The two combined still see less than half the searches Google gets

Sep 9, 2011 16:01 GMT  ·  By

Microsoft has shown great patience with its online services, especially the search engine, and has continued to pour money into it in the hope that it will one day be worth it.

That day is not here yet, but it may be just a bit closer. Bing-powered search has managed to gain 4 percent points in the past year, according to the latest data from Experian Hitwise.

That may not seem like much, but any headway into Google's dominance is a victory. At this rate, Bing could end up with a decent slice of the search market within a few years.

Of course, by that time, search engines as we know them may be going the way of the web portal (oh, wait Yahoo.com is still here), but it's still something.

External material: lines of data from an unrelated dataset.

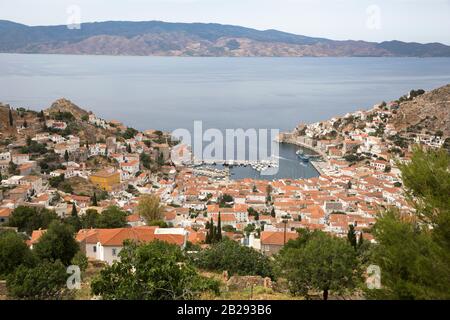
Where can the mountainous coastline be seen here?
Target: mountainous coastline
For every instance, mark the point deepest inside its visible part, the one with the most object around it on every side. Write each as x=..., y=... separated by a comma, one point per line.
x=156, y=38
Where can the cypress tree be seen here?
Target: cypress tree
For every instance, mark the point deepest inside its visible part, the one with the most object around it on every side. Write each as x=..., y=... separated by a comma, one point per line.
x=360, y=240
x=74, y=210
x=11, y=120
x=351, y=236
x=272, y=213
x=94, y=200
x=219, y=229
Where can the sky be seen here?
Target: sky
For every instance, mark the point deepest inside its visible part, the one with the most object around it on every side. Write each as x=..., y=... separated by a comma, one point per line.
x=371, y=20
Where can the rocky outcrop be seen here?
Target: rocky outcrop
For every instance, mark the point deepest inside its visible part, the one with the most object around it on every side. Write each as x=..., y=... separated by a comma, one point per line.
x=429, y=112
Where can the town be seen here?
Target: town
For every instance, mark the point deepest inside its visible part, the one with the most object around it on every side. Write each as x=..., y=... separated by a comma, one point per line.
x=71, y=162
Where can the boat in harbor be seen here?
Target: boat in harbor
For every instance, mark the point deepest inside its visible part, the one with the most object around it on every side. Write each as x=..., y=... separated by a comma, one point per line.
x=302, y=156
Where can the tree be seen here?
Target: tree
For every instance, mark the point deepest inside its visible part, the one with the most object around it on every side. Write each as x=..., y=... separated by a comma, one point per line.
x=249, y=229
x=155, y=271
x=74, y=210
x=27, y=219
x=90, y=219
x=218, y=234
x=80, y=260
x=94, y=200
x=13, y=253
x=413, y=249
x=58, y=243
x=319, y=262
x=74, y=220
x=413, y=264
x=149, y=207
x=112, y=217
x=45, y=281
x=12, y=168
x=427, y=183
x=230, y=256
x=11, y=120
x=225, y=200
x=351, y=236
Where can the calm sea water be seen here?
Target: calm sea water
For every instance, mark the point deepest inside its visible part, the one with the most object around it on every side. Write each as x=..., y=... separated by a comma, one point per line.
x=170, y=93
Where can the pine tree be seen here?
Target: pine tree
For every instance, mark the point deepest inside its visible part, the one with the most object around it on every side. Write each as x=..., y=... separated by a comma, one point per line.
x=351, y=236
x=74, y=210
x=360, y=240
x=94, y=200
x=11, y=120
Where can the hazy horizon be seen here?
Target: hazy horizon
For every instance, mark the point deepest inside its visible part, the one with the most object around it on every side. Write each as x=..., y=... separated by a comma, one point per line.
x=374, y=21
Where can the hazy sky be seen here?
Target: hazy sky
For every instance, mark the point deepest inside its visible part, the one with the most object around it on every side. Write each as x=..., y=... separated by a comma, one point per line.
x=374, y=20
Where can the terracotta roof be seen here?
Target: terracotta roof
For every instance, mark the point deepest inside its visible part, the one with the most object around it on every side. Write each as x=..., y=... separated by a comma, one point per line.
x=116, y=237
x=5, y=212
x=276, y=237
x=36, y=235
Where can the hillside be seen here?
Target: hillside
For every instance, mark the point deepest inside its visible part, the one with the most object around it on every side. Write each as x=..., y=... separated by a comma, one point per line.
x=156, y=38
x=427, y=112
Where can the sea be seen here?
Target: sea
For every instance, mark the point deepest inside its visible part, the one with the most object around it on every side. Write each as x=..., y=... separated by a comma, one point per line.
x=170, y=93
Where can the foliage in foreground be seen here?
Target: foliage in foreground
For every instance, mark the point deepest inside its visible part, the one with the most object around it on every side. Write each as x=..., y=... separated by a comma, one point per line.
x=230, y=256
x=154, y=271
x=45, y=281
x=413, y=250
x=317, y=261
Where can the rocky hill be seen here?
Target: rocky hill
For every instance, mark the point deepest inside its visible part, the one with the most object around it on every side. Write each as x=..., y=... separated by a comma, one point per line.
x=428, y=112
x=64, y=105
x=156, y=38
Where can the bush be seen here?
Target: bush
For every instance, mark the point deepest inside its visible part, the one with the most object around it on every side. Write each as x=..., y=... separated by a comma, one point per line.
x=45, y=281
x=154, y=271
x=230, y=256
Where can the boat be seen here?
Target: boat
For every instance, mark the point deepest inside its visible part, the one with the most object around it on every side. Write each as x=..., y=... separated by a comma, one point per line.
x=302, y=156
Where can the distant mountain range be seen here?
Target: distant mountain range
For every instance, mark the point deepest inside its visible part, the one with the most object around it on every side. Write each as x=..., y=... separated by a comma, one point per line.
x=156, y=38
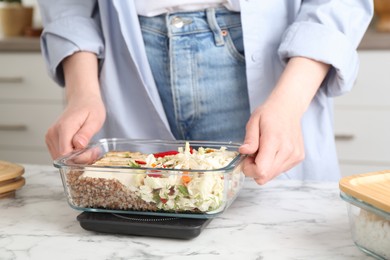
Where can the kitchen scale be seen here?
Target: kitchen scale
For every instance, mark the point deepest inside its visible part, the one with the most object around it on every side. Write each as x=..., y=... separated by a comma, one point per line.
x=142, y=225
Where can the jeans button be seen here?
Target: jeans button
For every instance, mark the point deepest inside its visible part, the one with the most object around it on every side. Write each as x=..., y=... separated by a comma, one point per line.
x=177, y=22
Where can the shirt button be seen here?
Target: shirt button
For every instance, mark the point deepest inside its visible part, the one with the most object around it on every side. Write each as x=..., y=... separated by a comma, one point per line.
x=177, y=22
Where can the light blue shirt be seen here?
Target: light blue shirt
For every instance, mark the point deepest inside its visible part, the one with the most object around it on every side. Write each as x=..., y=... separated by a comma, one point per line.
x=325, y=30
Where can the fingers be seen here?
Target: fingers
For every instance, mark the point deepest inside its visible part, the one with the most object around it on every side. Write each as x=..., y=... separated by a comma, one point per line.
x=83, y=136
x=272, y=159
x=251, y=141
x=74, y=129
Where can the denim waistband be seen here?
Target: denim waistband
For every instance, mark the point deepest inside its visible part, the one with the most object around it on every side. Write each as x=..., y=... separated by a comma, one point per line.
x=181, y=23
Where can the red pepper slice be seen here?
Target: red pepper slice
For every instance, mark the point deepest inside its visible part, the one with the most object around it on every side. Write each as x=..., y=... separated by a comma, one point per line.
x=140, y=162
x=155, y=175
x=163, y=154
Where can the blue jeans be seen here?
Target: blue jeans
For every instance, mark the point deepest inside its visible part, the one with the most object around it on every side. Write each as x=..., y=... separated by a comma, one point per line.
x=197, y=60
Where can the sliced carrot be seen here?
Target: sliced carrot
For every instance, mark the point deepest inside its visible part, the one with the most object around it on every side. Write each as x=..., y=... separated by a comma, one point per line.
x=185, y=179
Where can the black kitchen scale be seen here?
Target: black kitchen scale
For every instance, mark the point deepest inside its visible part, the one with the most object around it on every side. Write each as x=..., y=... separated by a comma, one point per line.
x=143, y=225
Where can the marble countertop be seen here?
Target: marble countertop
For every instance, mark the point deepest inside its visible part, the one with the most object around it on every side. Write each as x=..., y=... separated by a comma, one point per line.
x=281, y=220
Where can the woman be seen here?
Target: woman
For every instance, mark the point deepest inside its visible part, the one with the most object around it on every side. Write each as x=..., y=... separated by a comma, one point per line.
x=261, y=72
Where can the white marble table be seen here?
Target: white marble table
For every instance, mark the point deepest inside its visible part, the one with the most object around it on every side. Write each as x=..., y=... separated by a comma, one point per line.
x=281, y=220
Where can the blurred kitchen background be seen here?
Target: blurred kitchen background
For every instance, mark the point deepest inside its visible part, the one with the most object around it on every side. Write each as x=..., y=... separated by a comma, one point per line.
x=30, y=102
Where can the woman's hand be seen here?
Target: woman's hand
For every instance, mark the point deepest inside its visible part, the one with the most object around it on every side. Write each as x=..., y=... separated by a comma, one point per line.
x=273, y=139
x=82, y=118
x=85, y=113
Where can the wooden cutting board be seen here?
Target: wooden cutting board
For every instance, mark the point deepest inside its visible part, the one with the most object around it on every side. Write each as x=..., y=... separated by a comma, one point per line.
x=10, y=178
x=372, y=188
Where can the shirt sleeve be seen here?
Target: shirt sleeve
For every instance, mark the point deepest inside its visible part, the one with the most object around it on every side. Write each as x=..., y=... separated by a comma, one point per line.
x=69, y=26
x=329, y=31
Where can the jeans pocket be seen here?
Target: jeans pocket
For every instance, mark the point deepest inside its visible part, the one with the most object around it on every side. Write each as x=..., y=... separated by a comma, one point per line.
x=234, y=42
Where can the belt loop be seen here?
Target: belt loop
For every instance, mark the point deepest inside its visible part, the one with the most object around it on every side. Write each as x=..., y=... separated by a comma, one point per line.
x=212, y=21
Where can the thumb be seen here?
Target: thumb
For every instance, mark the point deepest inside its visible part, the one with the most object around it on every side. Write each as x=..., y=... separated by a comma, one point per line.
x=84, y=135
x=252, y=136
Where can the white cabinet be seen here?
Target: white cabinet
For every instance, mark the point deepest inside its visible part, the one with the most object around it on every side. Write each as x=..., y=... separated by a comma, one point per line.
x=29, y=103
x=362, y=117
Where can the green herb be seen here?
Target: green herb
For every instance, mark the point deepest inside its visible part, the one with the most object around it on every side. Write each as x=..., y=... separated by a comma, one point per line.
x=134, y=164
x=183, y=190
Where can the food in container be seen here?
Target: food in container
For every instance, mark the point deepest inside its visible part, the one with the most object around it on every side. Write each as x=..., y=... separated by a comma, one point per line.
x=153, y=177
x=368, y=203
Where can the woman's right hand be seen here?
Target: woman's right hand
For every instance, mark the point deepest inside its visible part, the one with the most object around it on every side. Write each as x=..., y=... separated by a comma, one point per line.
x=82, y=118
x=85, y=112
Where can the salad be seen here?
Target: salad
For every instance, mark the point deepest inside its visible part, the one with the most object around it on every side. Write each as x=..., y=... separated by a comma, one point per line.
x=173, y=180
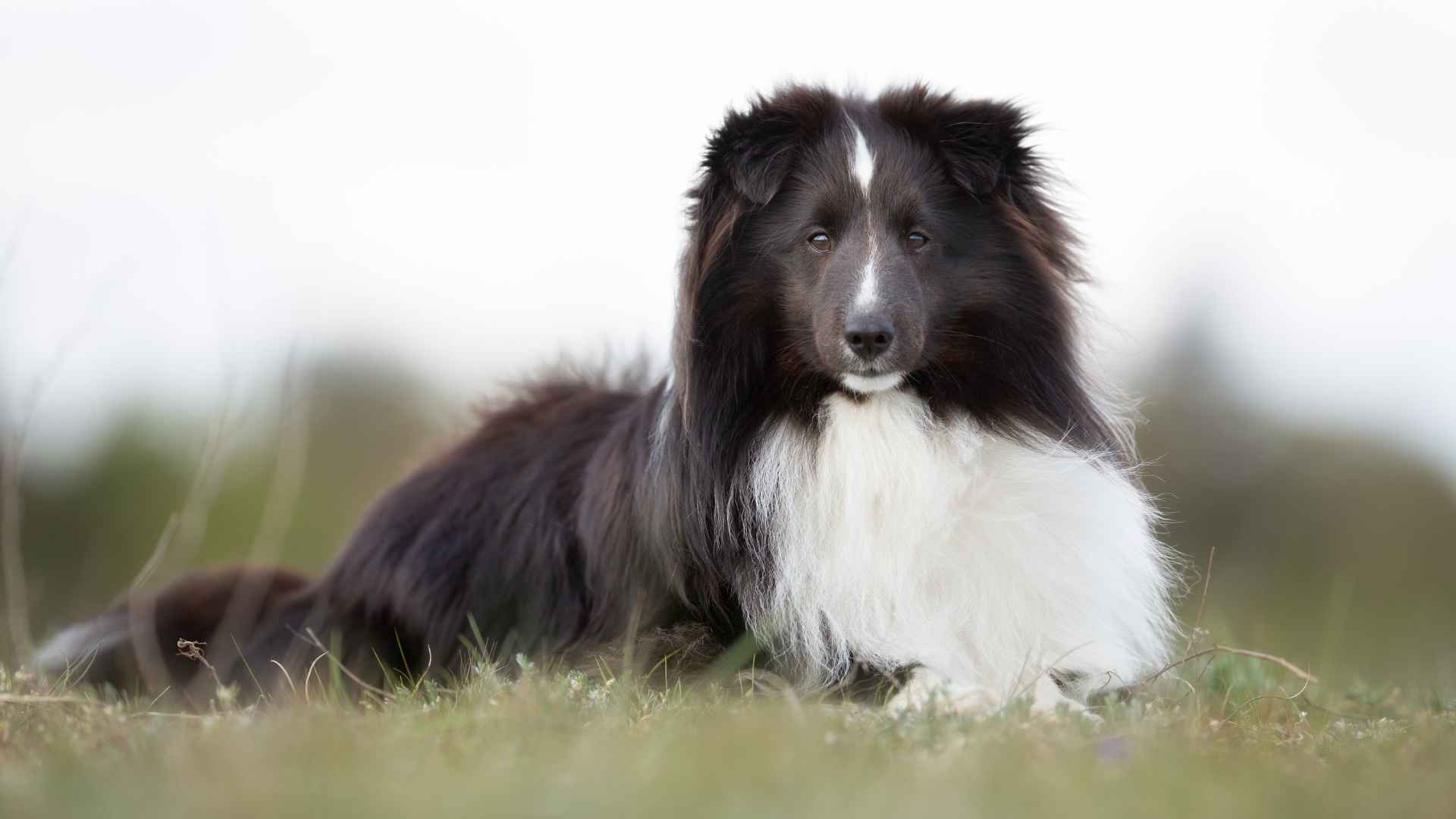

Bing and Yahoo, for which Bing has provided the search results for the past year, now command 28.99 percent of the search market in the US, according to August numbers.

That's quite a big bump from July, when the two had 28.05 percent, but it's an even bigger jump from August 2010, when they had 24.56 percent of the search market.

Still, it's got a long way to go to get close to Google, which got 65.09 percent of the searches in the US last month.

"Google accounted for 65.09 percent of all U.S. searches conducted in the four weeks ending August 27, 2011," Experian Hitwise announced.

"The combined Bing-powered search comprised 28.99 percent of searches for the month, with Yahoo! Search and Bing receiving 15.89 percent and 13.10 percent, respectively," it said.

"The remaining 64 search engines in the Hitwise Search Engine Analysis report accounted for 5.92 percent of U.S. searches," it added.